Holly Humberstone returns with Cruel World, putting her right in the middle of the push and pull that’s always driven her writing, where comfort and chaos tend to share the same space. This time, she frames it inside something closer to a self-built fantasy, a darker setting that lets her pick apart real-life emotions without softening them. The result is a record that stays inside the tension rather than trying to resolve it.
Humberstone has built her reputation on detail. Her songs don’t generalize or drift, they zoom in. That approach earned her early recognition, including an Ivor Novello nomination and the BRIT Rising Star award in 2022, but more importantly it set the tone for how she writes. Cruel World continues that trajectory, but with a wider lens. The storytelling still cuts deep, but the scope feels larger, more immersive, like she’s stepping fully into the worlds she used to sketch from the outside.
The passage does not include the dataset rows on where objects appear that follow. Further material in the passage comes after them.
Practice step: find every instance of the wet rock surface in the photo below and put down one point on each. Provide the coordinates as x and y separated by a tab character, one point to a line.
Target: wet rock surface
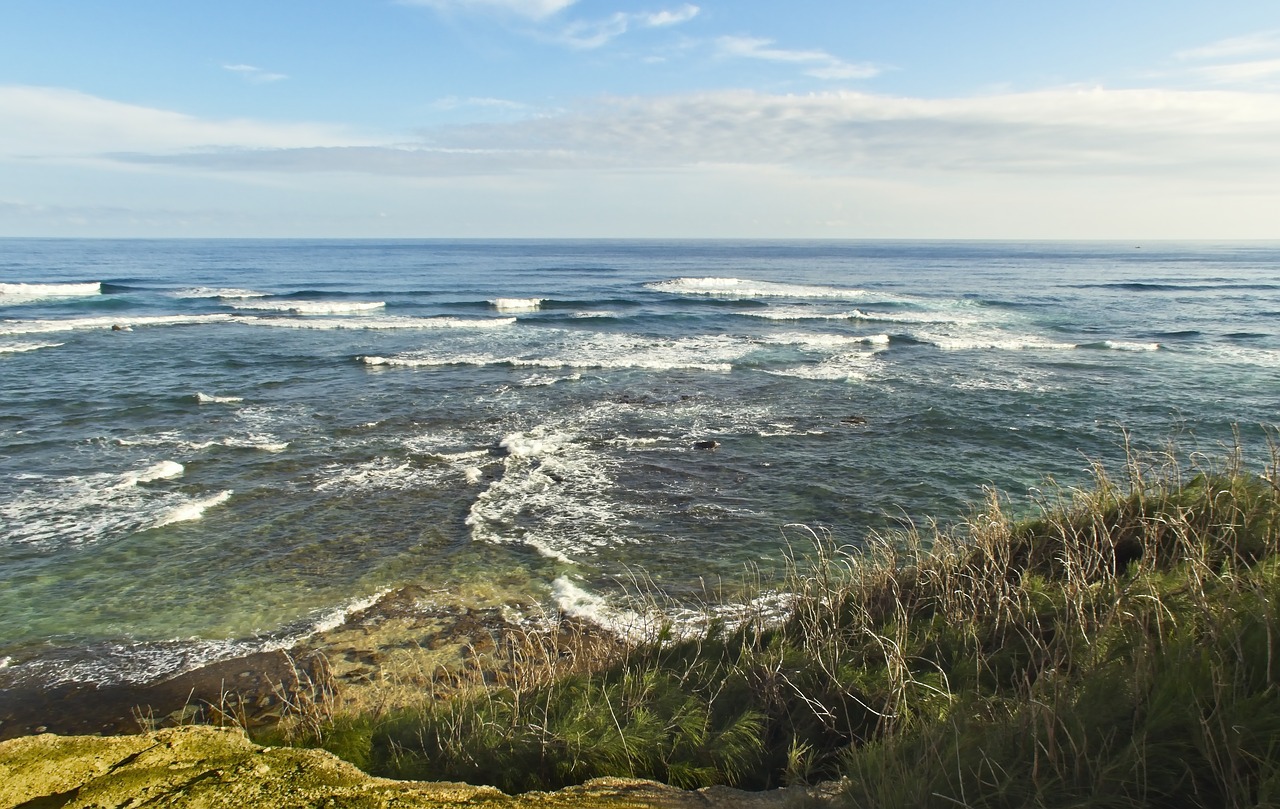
211	767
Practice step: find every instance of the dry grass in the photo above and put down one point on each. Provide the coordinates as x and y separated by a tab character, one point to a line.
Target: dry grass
1114	649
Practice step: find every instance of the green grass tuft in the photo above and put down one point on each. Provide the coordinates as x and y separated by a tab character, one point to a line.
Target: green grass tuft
1116	649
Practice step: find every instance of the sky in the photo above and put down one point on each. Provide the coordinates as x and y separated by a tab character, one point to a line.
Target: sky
1118	119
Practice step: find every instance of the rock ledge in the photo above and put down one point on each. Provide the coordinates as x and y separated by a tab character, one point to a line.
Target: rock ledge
215	767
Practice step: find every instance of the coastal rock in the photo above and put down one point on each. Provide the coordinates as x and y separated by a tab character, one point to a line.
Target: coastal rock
201	767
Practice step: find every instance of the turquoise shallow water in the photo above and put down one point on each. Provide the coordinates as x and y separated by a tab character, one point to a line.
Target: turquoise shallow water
208	446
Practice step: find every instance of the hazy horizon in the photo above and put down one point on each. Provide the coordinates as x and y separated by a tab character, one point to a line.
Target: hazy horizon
607	119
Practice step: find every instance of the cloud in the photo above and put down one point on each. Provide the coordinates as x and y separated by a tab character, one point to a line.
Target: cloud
588	35
255	76
1189	135
453	103
55	123
823	64
533	9
1238	72
659	19
1249	45
1232	56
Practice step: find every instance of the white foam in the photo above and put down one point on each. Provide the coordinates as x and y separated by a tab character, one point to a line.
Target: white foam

Her rise has been steady but deliberate. Starting with “Deep End” and the Falling Asleep at the Wheel EP in 2020, she quickly carved out space in the UK indie pop arena which led to signing with Interscope Records. Follow-ups like The Walls Are Way Too Thin EP and singles including “London Is Lonely” and “Sleep Tight” sharpened her voice, leading into her 2023 debut album Paint My Bedroom Black, where she expanded both her sound and her audience.
That progression matters here. Cruel World builds on what she’s already established while letting the edges show a little more. There’s a sense of someone no longer trying to organize the mess, just document it honestly as it unfolds. Themes of escapism, self-awareness, and emotional contradiction run through the album, but they’re handled with the same specificity that’s defined her from the start.
The backstory still threads through it. Growing up in Grantham, England in a family split between science and the arts, learning violin before pivoting to songwriting, and developing her sound alongside producer Rob Milton all feed into how she constructs these songs. You can hear that mix of discipline and instinct in the way she balances structure with vulnerability.